Dans cette optique, le préambule souligne la dimension foncièrement politique, et non strictement linguistique, de la question de la féminisation de la langue. Or, la masculinisation de la langue est présentée comme une « évidence naturelle » : « le masculin, c’est le neutre », nous a-t-on répété. C’est ce qui a pu dissimuler l’activisme des masculinistes de la langue et au contraire présenter les féministes de la féminisation comme les « vraies » activistes, dans le but de les discréditer. L’utilisation du masculin générique ou, à l’inverse, du terme féminisé ou inclusif, comporte un enjeu politique en ce que le terme employé influe sur l’imaginaire populaire et les représentations mentales des locuteur·rice·s : Lessard et Zaccour donnent l’exemple du terme avocat, qui évoque l’image d’un homme, blanc, sans handicap. L’enjeu est d’autant plus conséquent chez les jeunes filles en ce qui a trait à leur possibilité de s’identifier ou non à des professions prestigieuses : une petite fille aura sans doute moins de peine à s’identifier à une serveuse ou une infirmière qu’à une politicienne ou une autrice, par exemple (p. 18).

Somme toute, apprendre à « féminiser » la langue revient à « désapprendre la langue androcentrique ». Cela ne se fait pas sans résistance, et une partie du préambule est consacrée à déconstruire les principaux mythes et arguments des discours de l’Académie française et des réfractaires de la féminisation qui arguent, entre autres, que le « féminin alourdit le texte » (p. 19), « sonne mal » (p. 20) ou « maintient la binarité des genres » (p. 22).

Toutefois, contrairement aux manuels de grammaire classiques, l’ouvrage ne se veut pas prescriptif, et c’est son principal point fort.
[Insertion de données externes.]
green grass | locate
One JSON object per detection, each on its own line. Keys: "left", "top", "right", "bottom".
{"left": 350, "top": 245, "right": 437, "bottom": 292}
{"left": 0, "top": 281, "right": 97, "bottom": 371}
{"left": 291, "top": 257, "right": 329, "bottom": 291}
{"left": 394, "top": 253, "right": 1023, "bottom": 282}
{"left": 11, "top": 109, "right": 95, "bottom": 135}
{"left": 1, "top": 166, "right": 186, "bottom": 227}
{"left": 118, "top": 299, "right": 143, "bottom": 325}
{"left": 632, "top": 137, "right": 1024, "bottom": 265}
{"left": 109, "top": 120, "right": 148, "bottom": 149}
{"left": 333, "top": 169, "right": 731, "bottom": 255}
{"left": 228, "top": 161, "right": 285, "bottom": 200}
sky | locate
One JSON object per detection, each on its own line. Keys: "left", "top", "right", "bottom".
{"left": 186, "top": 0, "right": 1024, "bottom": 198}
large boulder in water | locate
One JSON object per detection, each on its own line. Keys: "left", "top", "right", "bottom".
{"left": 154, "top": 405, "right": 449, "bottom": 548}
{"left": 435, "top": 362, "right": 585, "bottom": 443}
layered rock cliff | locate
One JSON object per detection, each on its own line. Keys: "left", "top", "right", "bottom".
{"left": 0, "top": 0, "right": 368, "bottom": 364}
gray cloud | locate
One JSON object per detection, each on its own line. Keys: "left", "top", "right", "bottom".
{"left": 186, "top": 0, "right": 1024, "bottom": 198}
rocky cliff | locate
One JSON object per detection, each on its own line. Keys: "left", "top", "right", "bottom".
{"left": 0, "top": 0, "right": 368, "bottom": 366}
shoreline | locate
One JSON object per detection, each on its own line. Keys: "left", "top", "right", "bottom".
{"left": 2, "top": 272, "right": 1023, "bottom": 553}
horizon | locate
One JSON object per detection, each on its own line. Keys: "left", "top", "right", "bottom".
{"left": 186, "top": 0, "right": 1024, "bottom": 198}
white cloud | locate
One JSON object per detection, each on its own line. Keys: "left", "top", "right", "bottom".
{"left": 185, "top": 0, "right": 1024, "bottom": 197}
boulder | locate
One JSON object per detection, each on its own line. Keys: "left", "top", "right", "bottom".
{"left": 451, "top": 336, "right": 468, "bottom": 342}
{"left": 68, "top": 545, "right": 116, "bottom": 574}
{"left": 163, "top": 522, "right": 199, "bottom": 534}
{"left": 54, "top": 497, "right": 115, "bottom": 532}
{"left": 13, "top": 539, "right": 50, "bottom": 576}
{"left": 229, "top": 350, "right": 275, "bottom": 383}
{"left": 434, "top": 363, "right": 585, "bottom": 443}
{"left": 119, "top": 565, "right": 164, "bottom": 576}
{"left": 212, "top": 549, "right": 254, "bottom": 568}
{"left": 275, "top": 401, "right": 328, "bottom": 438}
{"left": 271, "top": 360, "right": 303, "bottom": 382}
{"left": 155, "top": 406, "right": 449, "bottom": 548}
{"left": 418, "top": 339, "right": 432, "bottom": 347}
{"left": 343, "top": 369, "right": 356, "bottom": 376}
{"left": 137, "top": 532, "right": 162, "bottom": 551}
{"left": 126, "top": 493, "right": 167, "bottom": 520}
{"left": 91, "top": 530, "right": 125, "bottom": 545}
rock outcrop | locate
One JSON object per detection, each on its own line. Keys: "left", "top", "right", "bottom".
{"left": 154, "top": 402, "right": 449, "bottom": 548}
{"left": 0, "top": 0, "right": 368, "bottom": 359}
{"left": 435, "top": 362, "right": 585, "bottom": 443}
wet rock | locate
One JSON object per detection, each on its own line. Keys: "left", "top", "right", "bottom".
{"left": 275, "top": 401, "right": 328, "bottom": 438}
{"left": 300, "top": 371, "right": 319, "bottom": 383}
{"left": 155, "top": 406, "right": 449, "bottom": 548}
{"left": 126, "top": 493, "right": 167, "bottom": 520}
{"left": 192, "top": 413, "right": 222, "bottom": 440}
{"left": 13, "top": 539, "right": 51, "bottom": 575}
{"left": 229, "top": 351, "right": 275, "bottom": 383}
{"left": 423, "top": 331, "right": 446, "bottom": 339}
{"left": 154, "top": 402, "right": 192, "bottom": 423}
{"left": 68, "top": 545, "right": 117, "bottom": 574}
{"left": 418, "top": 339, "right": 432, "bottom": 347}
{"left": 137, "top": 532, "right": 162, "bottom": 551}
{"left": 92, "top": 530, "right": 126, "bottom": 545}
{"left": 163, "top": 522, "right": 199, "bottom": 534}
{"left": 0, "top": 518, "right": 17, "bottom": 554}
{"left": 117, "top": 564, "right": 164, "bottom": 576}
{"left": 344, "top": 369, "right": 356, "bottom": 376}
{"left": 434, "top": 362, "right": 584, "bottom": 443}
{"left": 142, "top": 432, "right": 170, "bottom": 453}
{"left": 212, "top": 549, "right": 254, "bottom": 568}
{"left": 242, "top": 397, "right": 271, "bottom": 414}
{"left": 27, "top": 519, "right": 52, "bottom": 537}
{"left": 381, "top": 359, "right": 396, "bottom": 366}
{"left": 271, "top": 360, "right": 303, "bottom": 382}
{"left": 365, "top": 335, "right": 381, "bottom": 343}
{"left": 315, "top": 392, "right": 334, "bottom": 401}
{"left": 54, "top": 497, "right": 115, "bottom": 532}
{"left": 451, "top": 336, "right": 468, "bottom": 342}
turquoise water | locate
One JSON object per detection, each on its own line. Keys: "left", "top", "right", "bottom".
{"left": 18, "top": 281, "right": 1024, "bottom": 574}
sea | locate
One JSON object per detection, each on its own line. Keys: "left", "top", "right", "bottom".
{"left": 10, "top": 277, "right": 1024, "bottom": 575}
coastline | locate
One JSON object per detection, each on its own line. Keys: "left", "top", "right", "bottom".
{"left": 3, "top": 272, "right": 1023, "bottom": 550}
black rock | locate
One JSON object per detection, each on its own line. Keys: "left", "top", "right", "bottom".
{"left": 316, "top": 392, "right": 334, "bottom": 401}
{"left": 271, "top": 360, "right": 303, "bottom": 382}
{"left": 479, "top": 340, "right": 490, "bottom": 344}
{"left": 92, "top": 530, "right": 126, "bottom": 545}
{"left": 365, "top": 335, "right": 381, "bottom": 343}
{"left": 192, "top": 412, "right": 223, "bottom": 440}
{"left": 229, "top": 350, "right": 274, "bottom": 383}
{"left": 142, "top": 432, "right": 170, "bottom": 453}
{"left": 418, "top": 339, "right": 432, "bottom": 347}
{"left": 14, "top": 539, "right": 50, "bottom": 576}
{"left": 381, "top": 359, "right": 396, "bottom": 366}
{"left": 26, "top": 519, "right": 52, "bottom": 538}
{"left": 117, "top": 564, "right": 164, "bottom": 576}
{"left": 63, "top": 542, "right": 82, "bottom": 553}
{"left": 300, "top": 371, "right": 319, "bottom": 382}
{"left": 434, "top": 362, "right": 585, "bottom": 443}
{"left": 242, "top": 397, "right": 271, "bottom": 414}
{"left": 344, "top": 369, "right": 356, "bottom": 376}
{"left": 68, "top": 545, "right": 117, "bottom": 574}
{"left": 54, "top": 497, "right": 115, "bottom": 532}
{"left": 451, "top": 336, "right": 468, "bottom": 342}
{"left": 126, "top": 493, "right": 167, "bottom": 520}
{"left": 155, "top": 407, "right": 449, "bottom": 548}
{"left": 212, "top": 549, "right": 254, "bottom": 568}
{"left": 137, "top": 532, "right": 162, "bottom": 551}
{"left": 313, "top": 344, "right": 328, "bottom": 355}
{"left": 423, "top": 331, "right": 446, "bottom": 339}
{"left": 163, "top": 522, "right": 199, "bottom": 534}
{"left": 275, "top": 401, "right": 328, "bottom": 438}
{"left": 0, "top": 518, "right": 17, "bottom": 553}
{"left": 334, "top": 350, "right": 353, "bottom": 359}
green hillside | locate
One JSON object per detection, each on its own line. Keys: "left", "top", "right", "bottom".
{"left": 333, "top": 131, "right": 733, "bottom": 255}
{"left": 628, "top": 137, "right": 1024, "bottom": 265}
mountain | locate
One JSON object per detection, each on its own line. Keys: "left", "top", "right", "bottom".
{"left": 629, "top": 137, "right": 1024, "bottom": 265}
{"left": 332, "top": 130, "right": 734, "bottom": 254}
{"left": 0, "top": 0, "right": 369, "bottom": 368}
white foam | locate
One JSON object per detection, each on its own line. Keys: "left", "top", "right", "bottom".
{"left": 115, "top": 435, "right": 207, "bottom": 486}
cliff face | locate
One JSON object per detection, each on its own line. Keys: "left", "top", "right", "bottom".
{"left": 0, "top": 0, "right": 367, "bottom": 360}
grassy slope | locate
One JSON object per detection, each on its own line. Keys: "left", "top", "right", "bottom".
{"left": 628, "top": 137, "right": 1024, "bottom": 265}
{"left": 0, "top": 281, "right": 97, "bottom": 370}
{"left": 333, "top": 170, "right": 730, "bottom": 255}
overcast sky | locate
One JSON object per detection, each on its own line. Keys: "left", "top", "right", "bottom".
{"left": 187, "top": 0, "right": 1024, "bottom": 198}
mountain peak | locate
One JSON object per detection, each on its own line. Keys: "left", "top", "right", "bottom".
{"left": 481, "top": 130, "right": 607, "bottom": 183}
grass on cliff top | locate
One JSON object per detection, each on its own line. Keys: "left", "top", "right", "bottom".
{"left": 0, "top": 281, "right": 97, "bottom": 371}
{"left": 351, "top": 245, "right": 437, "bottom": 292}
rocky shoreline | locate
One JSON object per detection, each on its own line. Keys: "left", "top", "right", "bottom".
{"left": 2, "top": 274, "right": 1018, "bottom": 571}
La Grammaire non sexiste de la langue française propose en effet différentes stratégies de féminisation et présente les avantages et les désavantages de chacune, ce qui permet à l’utilisateur·rice de décider celle qui lui convient le mieux, en fonction de ses préférences personnelles et du contexte. Quatre critères sont pris en compte pour déterminer les points forts et faibles de chaque stratégie : le potentiel de réhabilitation des femmes ; la féminisation ostentatoire (par exemple, dire autrice au lieu d’auteure ou poétesse au lieu de poète pour mettre en relief la féminisation du terme) ; l’inclusion des personnes non binaires ; la cohérence et la clarté (p. 32). Ainsi, outre son potentiel d’enseignement de nouvelles techniques, le manuel permet de se lancer dans une autocritique qui va au gré des débats et des réflexions autour de la place des femmes en politique et qui reconnaît l’existence des identités de genre multiples.

Enfin, une grande partie de la Grammaire (65 pages) est consacrée à des exercices, ce qui permet de se familiariser avec la féminisation en « jouant » avec les différentes techniques. Cette section invite notamment à s’exercer à la formation épicène des noms, à féminiser des noms ou des textes comme la « Déclaration des droits de l’homme et du citoyen » (p. 113) ou Le Petit Prince (p. 114). La diversité des formes féminines et parfois leur concurrence pourraient sembler rebutantes ou intimidantes pour les lecteur·rice·s, mais ce guide de grammaire se veut un espace d’apprentissage, et la pratique par les exercices s’avère ludique et non rébarbative.